For centuries until fairly recently (1915) it was widely held that the universe was just a vacuum of emptiness where the galaxies, stars, and planets reside. Isaac Newton stated, "Space and time exist absolutely and independently. They are unaffected by the presence of massive bodies such as Earth." And for a couple of centuries, that was the position held by the scientific community.
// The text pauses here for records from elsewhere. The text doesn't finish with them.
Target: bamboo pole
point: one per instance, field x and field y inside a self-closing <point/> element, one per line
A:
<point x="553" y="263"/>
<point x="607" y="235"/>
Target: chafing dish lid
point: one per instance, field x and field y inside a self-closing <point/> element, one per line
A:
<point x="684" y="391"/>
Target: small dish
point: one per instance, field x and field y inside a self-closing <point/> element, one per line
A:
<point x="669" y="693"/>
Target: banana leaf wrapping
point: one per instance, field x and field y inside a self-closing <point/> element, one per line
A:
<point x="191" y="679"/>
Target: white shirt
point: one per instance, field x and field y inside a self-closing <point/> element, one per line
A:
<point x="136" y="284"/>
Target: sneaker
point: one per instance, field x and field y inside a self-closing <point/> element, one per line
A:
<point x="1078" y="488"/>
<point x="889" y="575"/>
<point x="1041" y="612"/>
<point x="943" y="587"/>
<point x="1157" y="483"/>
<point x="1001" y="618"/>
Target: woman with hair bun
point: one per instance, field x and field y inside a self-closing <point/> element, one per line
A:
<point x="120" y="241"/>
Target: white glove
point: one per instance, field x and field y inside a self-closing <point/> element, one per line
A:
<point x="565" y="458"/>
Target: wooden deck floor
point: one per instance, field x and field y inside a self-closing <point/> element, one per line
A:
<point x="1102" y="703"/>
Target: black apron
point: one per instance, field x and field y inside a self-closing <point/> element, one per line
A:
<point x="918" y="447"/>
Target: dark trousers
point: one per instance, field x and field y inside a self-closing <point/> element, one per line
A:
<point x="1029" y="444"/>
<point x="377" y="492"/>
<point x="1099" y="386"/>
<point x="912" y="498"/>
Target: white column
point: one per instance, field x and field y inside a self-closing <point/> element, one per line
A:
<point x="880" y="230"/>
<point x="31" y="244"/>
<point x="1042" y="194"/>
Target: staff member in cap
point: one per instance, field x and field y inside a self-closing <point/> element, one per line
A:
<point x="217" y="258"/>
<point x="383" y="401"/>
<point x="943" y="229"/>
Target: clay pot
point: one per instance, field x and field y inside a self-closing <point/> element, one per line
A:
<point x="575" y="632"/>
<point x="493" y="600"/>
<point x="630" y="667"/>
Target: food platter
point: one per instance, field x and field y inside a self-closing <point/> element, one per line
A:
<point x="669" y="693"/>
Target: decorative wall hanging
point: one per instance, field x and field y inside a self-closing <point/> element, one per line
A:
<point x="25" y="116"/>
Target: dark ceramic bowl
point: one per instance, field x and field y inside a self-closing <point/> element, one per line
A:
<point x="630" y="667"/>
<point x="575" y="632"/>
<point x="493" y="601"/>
But that is not what the Bible teaches about the heavens or the raqia. There are numerous references in scripture that compare the raqia to a curtain or fabric that is being stretched out.


For example ...

It is He who sits above the circle of the earth, And its inhabitants are like grasshoppers, Who stretches out the heavens like a curtain, And spreads them out like a tent to dwell in.

Isaiah 40:22


Who cover Yourself with light as with a garment,

Who stretch out the heavens like a curtain. Psalm 104:2


I have made the earth, And created man on it. I—My hands—stretched out the heavens, And all their host I have commanded. Isaiah 45:12


Thus says God the Lord, Who created the heavens and stretched them out, Who spread forth the earth and that which comes from it. Isaiah 42:5


He has made the earth by His power; He has established the world by His wisdom, And stretched out the heaven by His understanding. Jeremiah 51:15


He stretches out the north over empty space;

He hangs the earth on nothing. Job 26:7


This is just a few of the references, there are at least another dozen verses that mention the same phenomenon of stretching out the heavens. Poetry? Ignorant Hebrew beliefs? That is what many thought until science finally caught up to scripture with the help of the brilliant scientist - Albert Einstein.

Einstein held that space and time exist absolutely, but are not independent. He said that space and time are interwoven into a single fabric that he called "spacetime". His Theory of Relativity further explains the inseparable nature of space and time, which makes the scripture verses from Job, Psalms, and Isaiah all the more interesting.


Today, both secular and Biblical cosmologists believe the universe is expanding. There is good evidence that points to this fact such as measuring a red Doppler shift of stars and galaxies, the cosmic microwave background radiation, and the abundance of different elements in the universe. Big Bang proponents claim these as evidences of their their origins theory. But, if God did exactly what Genesis 1 said He did on Day 2 of the creation week and their is a large amount of water at the edge of the universe, that would more than sufficiently explain an expanding universe. As He separated the waters with His almighty hands, can't you picture water and elements the water was carrying being sprayed all over the universe. I don't know how God made the sun, moon, planets, stars, and galaxies on Day 4, but it is possible that Day 2 placed some of the building blocks in place. Regardless, God did not make nothing on Day 2, He created spacetime - a very real thing. As Einstein said, "Spacetime tells matter how to move, and matter tells spacetime how to curve and twist."